Falcon Northwest is a “premium” system builder. They can build you a super high performance PC (at a super high price). Generally for those with lots of money but at least a shred or two of sense.
A “roll your own” system builder. Similar to Falcon, but generally more affordable. Lots and lots of choices. Using their system matrixes, you can actually build yourself a nice system that’s VERY zeroed in to your needs and wants.
Another “roll your own” system builder. Lots of options and a decent rep.
Toshiba also makes several lines of laptops. Their Satellite notebooks are decent every-day machines, while their Qosimo line is geared SPECIFICALLY for gaming. Not PERSONALLY enamored of Toshiba myself (bad experiences), but a lot of people swear by them.
Using Wishlists To Display Choices
Some websites out there allow you to create wishlists that you can store and share with others. This way, if you have a butt-kicking hardware combo or have a neat setup on the cheap, you can share it with others looking to do what you’ve done.
Newegg has three (COUNT ‘EM!) methods of making wishlists.
- Temporary Wishlists (Doesn’t last beyond the lifetime of your Newegg Session cookie)
- Private Wishlists (The default for all newly created wishlists)
- Public Wishlists (What we’re concerned with)
Do your shopping.
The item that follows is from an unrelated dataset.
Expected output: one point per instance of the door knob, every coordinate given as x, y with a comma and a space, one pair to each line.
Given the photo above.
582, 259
In the upper right-hand corner you’ll see the shopping cart indicator with the current pricing.
Click on it to view your shopping cart.
Once in your shopping cart, you’ll see a bunch of check boxes next to the items. There will also be one just above all of them (it’s essentially a “check all”). Also, above and to the right of that, you’ll see a drop-down box.
Check the “check all” box, then go to the drop-down and select “My Temporary Wish List”.
You’ll need to log in (or create) an account with Newegg to save wishlists.
Once you log in, you come back to the wishlist and see that it has a similar “check all” feature to the shopping cart. Use it.
Above the “check all”, there is an area to create a new private wishlist. Give the wishlist a name then click the “create new” button.
If you have an existing wishlist and just wish to add to it, further to the right, there’s a drop-down to select a pre-existing wishlist and a button to tell it to save items to it.
Now you’ve essentially created a new wishlist. But nobody but you can see it yet. Here’s what we do.
Click on the tab that says “My Saved Wish Lists”
Drop a check next to your newly created wishlist and then push the button that says “Make Public”
Now click on the link for your wishlist.
Look up in the address line and you’ll see a link that looks like this:
Now you can’t use this to share with other people. What you do is copy the 8-digit ID number at the end (“19288966” in this case). This is the identifier for your wishlist.
Now head back up and click on the Public Wishlists tab.
Visit one of them. It doesn’t really matter which one. Copy off the address in the address line, it’ll look something like this:
Now we find your wishlist’s public URL. Chop off the 8-digit ID number of the public wishlist you brought up. Replace it with the 8-digit ID number of your personal wishlist and hit ENTER on your keyboard.
Random Public Wishlist
The edited wishlist URL
Your Public Wishlist
When your public wishlist pops up, run a quick eyeball over it to make SURE it’s yours. Then copy the contents of the address line and share that address with whomever you want to give the wishlist to.